Open source big daddy Red Hat has just closed the books on its fiscal year to 28 February 2018. Here are the key partner takeaways:
64 quarters of growth for Red Hat
Despite celebrating its 25th birthday yesterday, the open source giant is still growing as if it were a start-up.
Revenues for Red Hat's fiscal fourth quarter hiked 23 per cent to $772m (£512m), which it partly attributed to customers buying a wider breadth of its technologies. That marked its 64th straight quarter of revenue growth, and the third in a row where growth exceeded 20 per cent.
Deals of over $1m hit 169 for the quarter, a 50 per cent spike. Of these, 26 were over $5m, 14 topped $10m and two exceeded $20m. One third of those 169 deals encompassed five or more technologies, which Red Hat said reflected a recent expansion of its product portfolio.
GAAP operating income rose 40 per cent to $132m. Although it sank to a GAAP net loss of $13m, the deficit was due entirely to a $123m charge stemming from new US tax laws.
Red Hat partners are starting to build OpenShift practices
On an earnings call, Red Hat CEO Jim Whitehurst boasted about the high growth rates of Red Hat's container application platform, OpenShift, and also revealed that some of Red Hat's partners are beginning to build business units around it.
OpenShift is designed to help developers quickly develop, host, scale and deliver applications in the cloud and Whitehurst said the offering is outpacing the growth of Dell-backed competitor Pivotal, which filed for an IPO on Friday. OpenShift added "several hundred" customers during its fiscal 2018, bringing the total to over 650, Whitehurst said. This compares with the 44 net customers Pivotal said it added year on year in its IPO filing, he added.

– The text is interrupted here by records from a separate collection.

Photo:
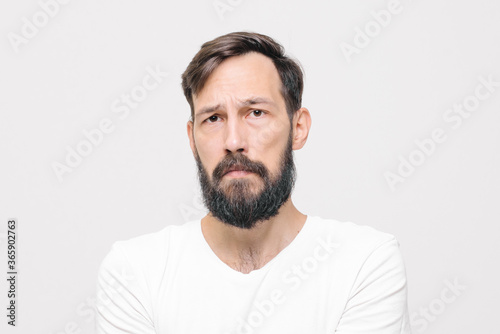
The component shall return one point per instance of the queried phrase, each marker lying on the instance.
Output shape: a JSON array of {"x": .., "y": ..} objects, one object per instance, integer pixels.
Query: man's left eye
[{"x": 257, "y": 112}]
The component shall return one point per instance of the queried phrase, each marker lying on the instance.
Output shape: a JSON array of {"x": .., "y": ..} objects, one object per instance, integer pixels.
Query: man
[{"x": 254, "y": 263}]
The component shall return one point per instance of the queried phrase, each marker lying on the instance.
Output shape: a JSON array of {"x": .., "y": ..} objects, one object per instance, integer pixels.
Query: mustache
[{"x": 241, "y": 161}]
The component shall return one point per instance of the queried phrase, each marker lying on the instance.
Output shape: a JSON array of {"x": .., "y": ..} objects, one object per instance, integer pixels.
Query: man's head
[{"x": 246, "y": 119}]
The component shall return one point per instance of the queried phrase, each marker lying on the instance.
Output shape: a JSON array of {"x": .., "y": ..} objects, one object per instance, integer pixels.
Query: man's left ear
[{"x": 301, "y": 124}]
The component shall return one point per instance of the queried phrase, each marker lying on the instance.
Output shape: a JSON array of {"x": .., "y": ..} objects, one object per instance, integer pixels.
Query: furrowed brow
[{"x": 245, "y": 103}]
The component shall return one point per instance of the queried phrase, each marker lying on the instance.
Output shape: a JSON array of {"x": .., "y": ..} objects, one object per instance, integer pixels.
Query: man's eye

"I think we've done a really good job of building bottom-up grounds for momentum around OpenShift," Whitehurst said. "And what that's starting to reflect in now is SIs coming to us wanting to build practices, because they are seeing demand from their customers. And so you will see us working a lot with partners to work to build out services capability around OpenShift."
Red Hat believes containers are the future
On that note, Whitehurst used the Q4 call - a transcript of which can be found here - to evangelise the container space following Red Hat's bumper acquisition of CoreOS in January.
The $250m deal will bolster Red Hat's leadership in Kubernetes and containers, he claimed. CoreOS is the creator of CoreOS Tectonic, an enterprise-ready Kubernetes platform that provides automated operations, enables portability across private and public cloud providers, and is based on open source software.
"We continue to believe that the next era of technology will be driven by container-based applications that span multi and hybrid-cloud environments and that Kubernetes, containers and Linux will be the foundation of this transformation," said Whitehurst.
Red Hat is pushing more business through partners
Red Hat has in the past committed to pushing over 70 per cent of business through partners as it looks to exploit the scale an indirect model can bring.
In its Q4 2018, the channel generated 71 per cent of Red Hat's revenues. That's up from 69 per cent in Q4 2017. Going further back, the comparable figure stood at 71 per cent in 2016 and 68 per cent in 2015.
On the call, Red Hat CFO Eric Shander also indicated that partners could expect more juicy services work in the coming quarters.
Fuelled by demand for consulting projects around its Ansible and OpenShift offerings, Red Hat's services revenue pogoed 29 per cent to $89m in Q4. Shander said these growth rates will drop as Red Hat trains up the partner ecosystem.
"We have been working with our partner ecosystem to really get them up and scaling that out," he said.